Po porażkach z Tottenhamem w Pucharze Ligi Angielskiej i Bournemouth w Premier League, Manchester City doznał trzeciej porażki z rzędu we wszystkich rozgrywkach. Obywatelom dawno nie zdarzyła się taka seria, ale Guardiola uważa, że w Lizbonie były także okresy, w których gra jego drużyny wyglądała naprawdę dobrze.
– Zawodnicy wiedzą o tym, ale mam świadomość, że nie widzi tego świat, ponieważ przegraliśmy 1:4. Piłkarze wiedzą jednak, że w niektórych momentach graliśmy dobrze – powiedział Guardiola po meczu.
– Przeciwko Bournemouth nie byliśmy sobą. Graliśmy naprawdę źle przeciwko Bournemouth, ale naprawdę dobrze dzisiaj.
– Kiedy przegrywasz 1:4, co mogę powiedzieć? Lubię moją drużynę, mogliśmy prowadzić w tym meczu 3:0.
– Gra toczyła się spokojnie, ale popełniliśmy proste błędy, które normalnie się nie zdarzają. Kiedy jesteś tak blisko prowadzenia 2:0, a potem przegrywasz 1:3, to jest to trudne dla graczy, rozumiem to.
– Musimy to zaakceptować. Życie takie jest, sport taki jest.
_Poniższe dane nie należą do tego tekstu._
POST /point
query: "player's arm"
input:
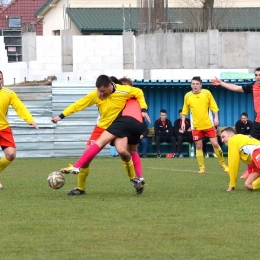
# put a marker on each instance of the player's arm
(232, 87)
(233, 164)
(139, 95)
(87, 101)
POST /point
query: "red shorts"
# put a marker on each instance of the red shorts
(6, 138)
(256, 160)
(95, 135)
(199, 134)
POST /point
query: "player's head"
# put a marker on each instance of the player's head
(196, 84)
(116, 80)
(163, 114)
(226, 134)
(126, 81)
(104, 86)
(244, 117)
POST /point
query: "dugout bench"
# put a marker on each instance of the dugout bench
(165, 147)
(186, 146)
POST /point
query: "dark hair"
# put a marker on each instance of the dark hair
(229, 129)
(244, 114)
(197, 78)
(103, 80)
(163, 111)
(116, 80)
(126, 81)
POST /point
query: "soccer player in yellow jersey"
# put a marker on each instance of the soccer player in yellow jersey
(110, 99)
(244, 148)
(9, 98)
(201, 104)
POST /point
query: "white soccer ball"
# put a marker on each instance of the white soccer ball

Każdy musi być coraz lepszy i znajdziemy rozwiązanie. Jesteśmy w grze we wszystkich rozgrywkach i będziemy to kontynuować.
– Wracamy do Manchesteru, aby przygotować się do meczu z Brighton. Nie poddaję się. Może ludzie na to czekają, ale ja się nie poddaję.